Infatti, come osservavano i cartesiani,

se gli animali avessero veramente una

parte immortale, sarebbe impossibile

giustificare le libertà che gli uomini

si prendevano con loro; e se si

concedessero agli animali delle

sensazioni, il comportamento

umano apparirebbe intollerabilmente

crudele.

Il commento di Locke era il seguente:

l’idea stessa che una bestia potesse avere

dei sentimenti o possedere un’anima

immortale aveva talmente turbato

certe persone che queste avevano creduto che fosse giusto concludere che tutte

le bestie erano macchine perfette piuttosto che accordare l’immortalità alle loro anime.

(……) Lo scopo esplicito di Cartesio era stato quello di rendere gli uomini ‘signori e

padroni della natura’. Ciò s’adattava perfettamente con il suo progetto di dipingere

le altre specie come inerti e prive di ogni dimensione spirituale. In tal modo egli

creava una frattura assoluta tra l’uomo e il resto della natura, aprendo così la via,

in maniera estremamente soddisfacente, all’esercizio illimitato dell’autorità umana.

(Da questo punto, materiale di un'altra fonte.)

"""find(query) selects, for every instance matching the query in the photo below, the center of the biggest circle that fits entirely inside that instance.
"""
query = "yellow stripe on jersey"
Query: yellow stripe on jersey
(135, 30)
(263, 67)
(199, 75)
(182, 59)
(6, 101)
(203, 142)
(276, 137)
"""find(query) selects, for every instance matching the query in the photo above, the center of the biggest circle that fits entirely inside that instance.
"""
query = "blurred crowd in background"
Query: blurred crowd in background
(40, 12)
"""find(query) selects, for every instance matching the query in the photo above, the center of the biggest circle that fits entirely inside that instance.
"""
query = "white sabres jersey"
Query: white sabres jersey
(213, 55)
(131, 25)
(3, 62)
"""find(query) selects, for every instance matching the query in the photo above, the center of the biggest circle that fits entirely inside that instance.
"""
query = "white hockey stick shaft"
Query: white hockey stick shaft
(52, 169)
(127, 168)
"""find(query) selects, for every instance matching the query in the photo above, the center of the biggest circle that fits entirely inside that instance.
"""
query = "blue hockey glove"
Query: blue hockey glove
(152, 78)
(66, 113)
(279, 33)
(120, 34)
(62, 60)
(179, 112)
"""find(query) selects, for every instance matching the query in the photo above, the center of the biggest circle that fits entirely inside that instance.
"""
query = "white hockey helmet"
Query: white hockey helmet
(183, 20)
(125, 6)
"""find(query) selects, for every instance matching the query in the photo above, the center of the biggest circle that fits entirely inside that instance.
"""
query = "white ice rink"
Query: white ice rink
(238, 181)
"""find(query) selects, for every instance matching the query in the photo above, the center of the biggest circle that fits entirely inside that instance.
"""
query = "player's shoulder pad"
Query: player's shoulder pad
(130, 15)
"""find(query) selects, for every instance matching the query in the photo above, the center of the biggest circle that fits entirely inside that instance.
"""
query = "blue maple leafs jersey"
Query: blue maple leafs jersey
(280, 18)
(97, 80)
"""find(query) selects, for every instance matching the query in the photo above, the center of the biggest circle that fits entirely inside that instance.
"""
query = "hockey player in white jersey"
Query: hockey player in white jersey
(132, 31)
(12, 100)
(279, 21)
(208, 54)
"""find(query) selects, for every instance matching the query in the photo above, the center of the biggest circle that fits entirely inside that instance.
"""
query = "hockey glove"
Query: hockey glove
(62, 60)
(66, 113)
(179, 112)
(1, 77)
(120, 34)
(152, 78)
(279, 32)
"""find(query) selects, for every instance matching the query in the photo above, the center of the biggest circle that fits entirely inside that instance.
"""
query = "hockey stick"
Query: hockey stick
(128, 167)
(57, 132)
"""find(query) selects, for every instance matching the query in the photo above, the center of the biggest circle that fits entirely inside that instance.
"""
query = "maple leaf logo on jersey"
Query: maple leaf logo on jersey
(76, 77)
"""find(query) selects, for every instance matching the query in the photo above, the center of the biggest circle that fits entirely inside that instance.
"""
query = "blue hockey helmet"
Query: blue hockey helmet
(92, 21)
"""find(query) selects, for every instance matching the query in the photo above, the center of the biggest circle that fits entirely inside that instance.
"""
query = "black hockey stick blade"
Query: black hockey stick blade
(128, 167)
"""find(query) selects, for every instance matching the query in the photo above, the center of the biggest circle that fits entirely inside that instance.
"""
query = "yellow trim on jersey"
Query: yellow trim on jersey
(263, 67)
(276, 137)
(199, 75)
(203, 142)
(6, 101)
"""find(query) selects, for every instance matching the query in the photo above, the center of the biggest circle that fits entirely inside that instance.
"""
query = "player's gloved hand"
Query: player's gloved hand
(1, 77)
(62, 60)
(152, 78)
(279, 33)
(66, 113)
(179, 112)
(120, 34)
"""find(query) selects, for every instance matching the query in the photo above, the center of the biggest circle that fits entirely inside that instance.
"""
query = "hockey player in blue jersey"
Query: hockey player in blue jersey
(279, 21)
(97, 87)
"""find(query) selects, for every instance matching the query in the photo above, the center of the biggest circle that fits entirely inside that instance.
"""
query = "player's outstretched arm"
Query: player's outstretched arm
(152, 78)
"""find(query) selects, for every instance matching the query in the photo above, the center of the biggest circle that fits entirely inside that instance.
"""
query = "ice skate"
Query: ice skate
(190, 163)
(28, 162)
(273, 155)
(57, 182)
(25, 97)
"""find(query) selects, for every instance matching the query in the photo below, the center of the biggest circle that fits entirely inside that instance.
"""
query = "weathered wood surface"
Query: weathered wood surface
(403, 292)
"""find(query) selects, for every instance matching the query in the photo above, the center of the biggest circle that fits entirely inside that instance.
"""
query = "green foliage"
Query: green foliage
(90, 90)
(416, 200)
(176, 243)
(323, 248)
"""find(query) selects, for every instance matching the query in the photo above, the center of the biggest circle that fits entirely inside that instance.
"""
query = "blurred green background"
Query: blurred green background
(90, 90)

(…….) Eppure Cartesio s’era limitato a portare alla sua conclusione logica il rilievo

dato dagli europei all’abisso che separa l’uomo dalla bestia. Un Dio trascendente,

esterno alla sua creazione, è il simbolo della separazione tra lo spirito e la natura.

L’uomo sta all’animale come il cielo alla terra, l’anima al corpo, la cultura alla

natura. Tra l’uomo e la bestia esisteva una differenza totale di qualità. In Inghilterra

la teoria dell’unicità dell’uomo era proclamata dall’alto di ogni pulpito.

John Evelyn udì nel 1659 un sermone in cui si diceva che l’uomo era ‘una creatura

di composizione diversa da quella degli altri animali; sia per l’anima sia per il corpo;

come l’uno dovesse essere soggetto all’altra’.

Nel 1638 il Decano di Winchester concedeva che gli animali avessero certe qualità

umane, ‘sebbene in maniera inferiore’, ma denunciava come ‘una pericolosa immaginazione’

l’idea che animali e uomini fossero perciò la stessa cosa. Questo tema fu ribadito

per tutto il 700.

(……) Erano considerati più di tutti simili agli animali coloro che vivevano ai margini

della società: i pazzi che sembravano possedere e posseduti dalla bestia selvaggia che

era in loro, e i vagabondi, che non seguivano nessuna vocazione ma vivevano ‘una vita

da bestia’, secondo la definizione del puritano William Perkins. Qualcuno ha giustamente

detto che sul manicomio aleggiava l’immagine dell’animalità, e la stessa immagine percorre

le accuse mosse in quel tempo ai vagabondi, che non ‘si sistemavano in famiglie,

ma si associavano come bestie’.

Anche i mendicanti erano simili alle bestie brute poiché passavano tutta la giornata

in cerca di cibo. Una volta percepiti come bestie, come tali potevano essere trattati.

L’etica della dominazione dell’uomo escludeva gli animali dalla sfera delle preoccupazioni

umane, ma legittimava il maltrattamento di quegli esseri umani che si supponeva

vivessero nelle condizioni di animali.

Nelle colonie, il trattamento riservato agli uomini che si ritenevano simili alle bestie era

la schiavitù, con i suoi mercati, la marchiatura a fuoco e il lavoro senza tregua.